Skip to content

Tune Chunked Flush Thresholds

Chunked flush reduces memory peaks by writing in bounded batches. Tune thresholds for your data volume and disk throughput.

Concepts

  • flush_threshold_rows: rows buffered per table before a flush is triggered.
  • WRITER_CHUNK_ROWS: internal per‑chunk row target during a flush.

Guidelines

  • Start with:
  • flush_threshold_rows: 500_000 (default)
  • Keep flush_threshold_rows at default and rely on internal chunking unless you have a clear reason to tune flush cadence.
  • Increase flush_threshold_rows if:
  • Write throughput is low but memory headroom is ample.
  • Decrease flush_threshold_rows if:
  • Peak memory or GC pressure increases during merges.
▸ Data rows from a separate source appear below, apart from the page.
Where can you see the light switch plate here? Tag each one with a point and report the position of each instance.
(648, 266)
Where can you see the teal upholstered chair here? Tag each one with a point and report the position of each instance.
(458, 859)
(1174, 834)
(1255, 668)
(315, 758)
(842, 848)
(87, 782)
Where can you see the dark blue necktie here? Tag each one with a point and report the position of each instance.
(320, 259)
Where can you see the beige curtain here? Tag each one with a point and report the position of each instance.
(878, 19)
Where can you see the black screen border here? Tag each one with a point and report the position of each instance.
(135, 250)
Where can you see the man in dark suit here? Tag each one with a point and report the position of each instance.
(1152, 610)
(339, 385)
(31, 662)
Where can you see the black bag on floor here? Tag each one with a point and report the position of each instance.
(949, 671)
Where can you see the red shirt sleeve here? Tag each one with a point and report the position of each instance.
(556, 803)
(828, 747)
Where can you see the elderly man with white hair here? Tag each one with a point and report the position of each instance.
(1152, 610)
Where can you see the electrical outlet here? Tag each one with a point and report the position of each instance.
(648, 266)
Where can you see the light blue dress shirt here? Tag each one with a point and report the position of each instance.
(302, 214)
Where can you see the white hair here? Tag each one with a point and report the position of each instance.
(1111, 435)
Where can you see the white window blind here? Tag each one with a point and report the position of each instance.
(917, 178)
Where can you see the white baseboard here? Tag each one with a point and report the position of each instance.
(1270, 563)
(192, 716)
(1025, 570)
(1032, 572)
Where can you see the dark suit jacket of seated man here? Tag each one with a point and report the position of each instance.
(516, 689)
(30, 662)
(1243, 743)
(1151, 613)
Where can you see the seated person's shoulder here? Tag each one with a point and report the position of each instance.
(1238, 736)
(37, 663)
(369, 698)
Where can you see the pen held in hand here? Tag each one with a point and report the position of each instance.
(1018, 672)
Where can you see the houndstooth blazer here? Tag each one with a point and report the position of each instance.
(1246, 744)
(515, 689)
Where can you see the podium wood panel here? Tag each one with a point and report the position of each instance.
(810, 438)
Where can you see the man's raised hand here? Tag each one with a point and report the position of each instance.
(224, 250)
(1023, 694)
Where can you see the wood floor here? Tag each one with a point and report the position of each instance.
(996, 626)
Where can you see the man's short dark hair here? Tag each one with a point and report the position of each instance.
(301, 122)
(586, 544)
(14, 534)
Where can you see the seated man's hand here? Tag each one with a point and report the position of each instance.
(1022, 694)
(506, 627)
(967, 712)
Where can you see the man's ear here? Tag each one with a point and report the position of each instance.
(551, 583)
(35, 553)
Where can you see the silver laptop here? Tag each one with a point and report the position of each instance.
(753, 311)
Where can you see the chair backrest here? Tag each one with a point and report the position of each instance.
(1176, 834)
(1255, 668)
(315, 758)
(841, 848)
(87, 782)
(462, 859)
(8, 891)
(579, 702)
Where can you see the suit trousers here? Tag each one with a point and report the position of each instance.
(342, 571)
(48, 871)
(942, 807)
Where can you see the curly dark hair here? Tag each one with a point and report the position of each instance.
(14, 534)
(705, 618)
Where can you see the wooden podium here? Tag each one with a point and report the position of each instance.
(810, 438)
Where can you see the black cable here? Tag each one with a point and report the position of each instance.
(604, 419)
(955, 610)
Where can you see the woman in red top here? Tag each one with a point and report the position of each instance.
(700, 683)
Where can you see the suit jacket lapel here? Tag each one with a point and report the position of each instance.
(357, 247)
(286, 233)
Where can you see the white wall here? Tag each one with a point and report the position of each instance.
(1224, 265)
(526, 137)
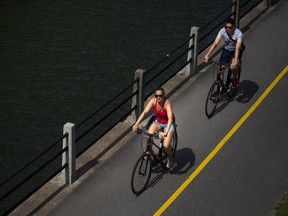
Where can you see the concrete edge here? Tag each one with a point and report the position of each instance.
(51, 194)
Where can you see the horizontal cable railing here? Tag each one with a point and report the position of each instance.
(157, 75)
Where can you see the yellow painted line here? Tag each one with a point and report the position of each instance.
(220, 145)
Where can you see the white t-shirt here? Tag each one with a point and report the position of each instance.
(229, 44)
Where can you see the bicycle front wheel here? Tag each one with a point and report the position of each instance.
(231, 92)
(173, 147)
(141, 174)
(212, 100)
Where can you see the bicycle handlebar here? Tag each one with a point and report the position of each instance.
(220, 65)
(139, 131)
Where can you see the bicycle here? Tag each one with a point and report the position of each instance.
(215, 93)
(143, 167)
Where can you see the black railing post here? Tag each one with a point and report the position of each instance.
(68, 175)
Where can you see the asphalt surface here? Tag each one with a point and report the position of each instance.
(249, 173)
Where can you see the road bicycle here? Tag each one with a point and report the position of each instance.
(216, 92)
(149, 159)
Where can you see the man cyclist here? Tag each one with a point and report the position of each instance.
(233, 49)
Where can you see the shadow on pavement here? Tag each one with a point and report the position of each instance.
(246, 91)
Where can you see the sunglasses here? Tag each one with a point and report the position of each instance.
(158, 95)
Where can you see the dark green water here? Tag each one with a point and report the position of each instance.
(61, 60)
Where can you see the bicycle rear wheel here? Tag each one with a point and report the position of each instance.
(173, 147)
(141, 174)
(212, 99)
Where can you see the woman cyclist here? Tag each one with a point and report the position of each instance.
(165, 120)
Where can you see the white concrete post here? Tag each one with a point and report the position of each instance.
(68, 175)
(138, 99)
(193, 52)
(236, 9)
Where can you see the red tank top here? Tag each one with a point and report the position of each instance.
(162, 116)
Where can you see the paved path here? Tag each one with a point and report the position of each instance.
(248, 174)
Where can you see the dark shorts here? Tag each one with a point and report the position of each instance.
(227, 55)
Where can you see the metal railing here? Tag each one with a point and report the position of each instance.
(76, 139)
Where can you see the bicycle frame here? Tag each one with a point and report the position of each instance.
(150, 143)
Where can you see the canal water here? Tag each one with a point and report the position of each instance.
(61, 60)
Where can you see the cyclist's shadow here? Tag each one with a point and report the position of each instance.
(244, 94)
(184, 161)
(246, 91)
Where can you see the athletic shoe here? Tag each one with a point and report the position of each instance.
(214, 95)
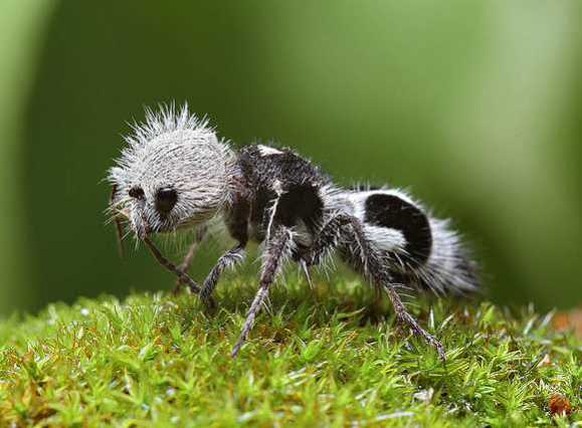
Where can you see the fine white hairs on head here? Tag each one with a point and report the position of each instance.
(172, 151)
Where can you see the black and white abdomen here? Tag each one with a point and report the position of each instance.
(421, 250)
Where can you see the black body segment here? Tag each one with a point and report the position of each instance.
(281, 180)
(390, 211)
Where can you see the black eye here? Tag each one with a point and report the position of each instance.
(165, 200)
(136, 192)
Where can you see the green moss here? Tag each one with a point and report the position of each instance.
(315, 360)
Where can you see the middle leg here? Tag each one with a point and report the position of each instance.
(277, 250)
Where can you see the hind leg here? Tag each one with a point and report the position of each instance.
(347, 232)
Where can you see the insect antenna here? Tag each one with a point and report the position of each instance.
(118, 224)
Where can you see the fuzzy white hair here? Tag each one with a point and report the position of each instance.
(172, 149)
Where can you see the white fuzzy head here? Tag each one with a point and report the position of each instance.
(174, 173)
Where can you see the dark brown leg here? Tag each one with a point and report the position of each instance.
(229, 259)
(171, 267)
(365, 258)
(277, 250)
(189, 257)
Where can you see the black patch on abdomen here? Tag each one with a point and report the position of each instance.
(393, 212)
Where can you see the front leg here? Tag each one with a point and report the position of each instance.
(187, 262)
(228, 260)
(276, 251)
(170, 266)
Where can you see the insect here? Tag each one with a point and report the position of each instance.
(175, 174)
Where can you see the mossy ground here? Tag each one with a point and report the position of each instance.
(315, 360)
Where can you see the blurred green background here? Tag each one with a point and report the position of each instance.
(476, 106)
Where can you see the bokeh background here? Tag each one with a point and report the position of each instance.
(476, 106)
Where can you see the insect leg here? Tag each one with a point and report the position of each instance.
(277, 250)
(229, 259)
(362, 252)
(189, 257)
(170, 266)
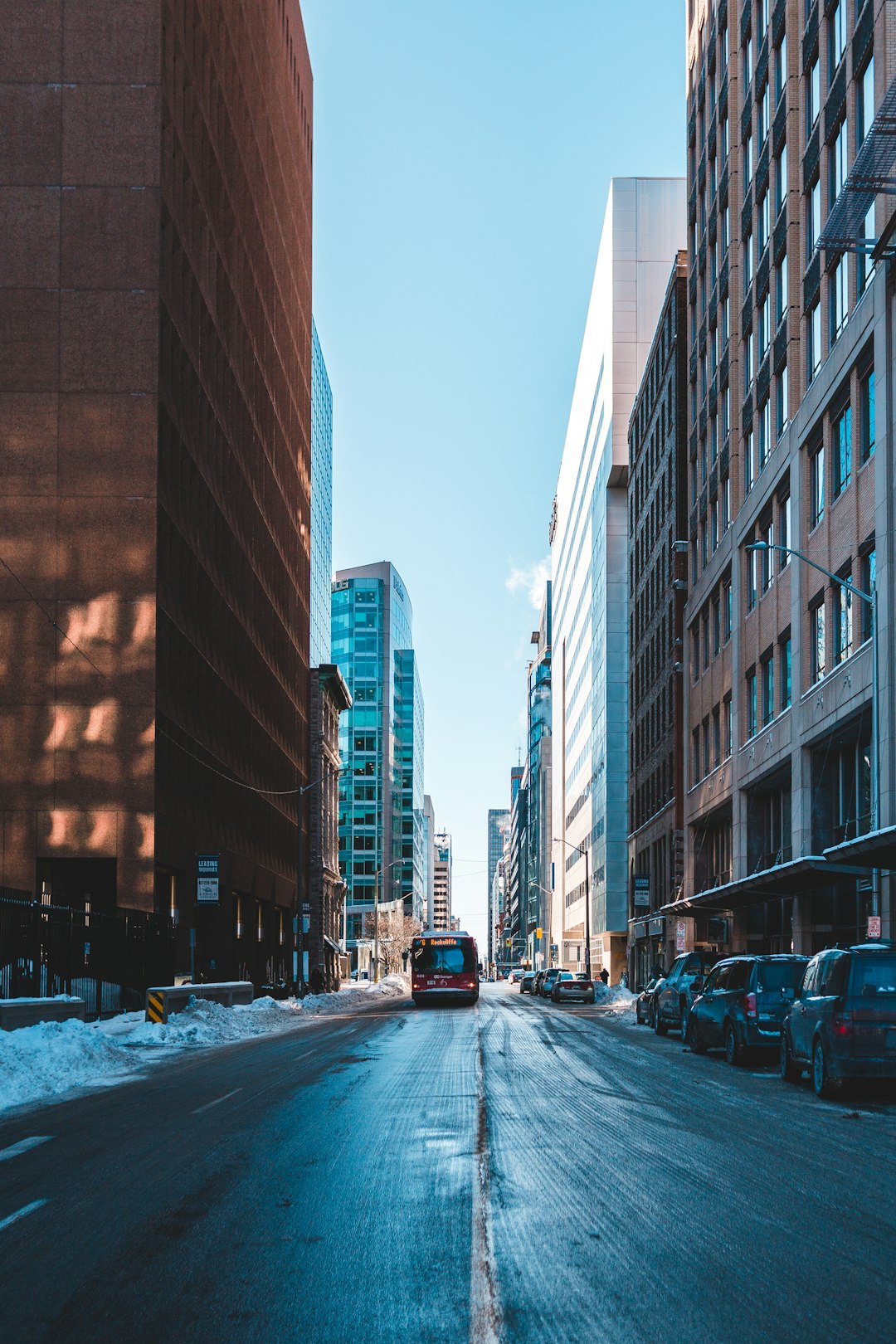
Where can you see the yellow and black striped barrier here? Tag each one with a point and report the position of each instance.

Note: chunk size (WRITER_CHUNK_ROWS) is an internal constant and not user-configurable.

Example

from vertex_forager import StorageConfig, create_client

client = create_client(
    provider="sharadar",
    api_key="...",
    rate_limit=120,
    storage=StorageConfig(flush_threshold_rows=500_000),
)

Monitor:

  • writer_rows.{table} histogram distribution
  • writer_flush_duration_s.{table} percentiles

Aim for per‑chunk durations within ~0.5–2s on your hardware to balance I/O and latency.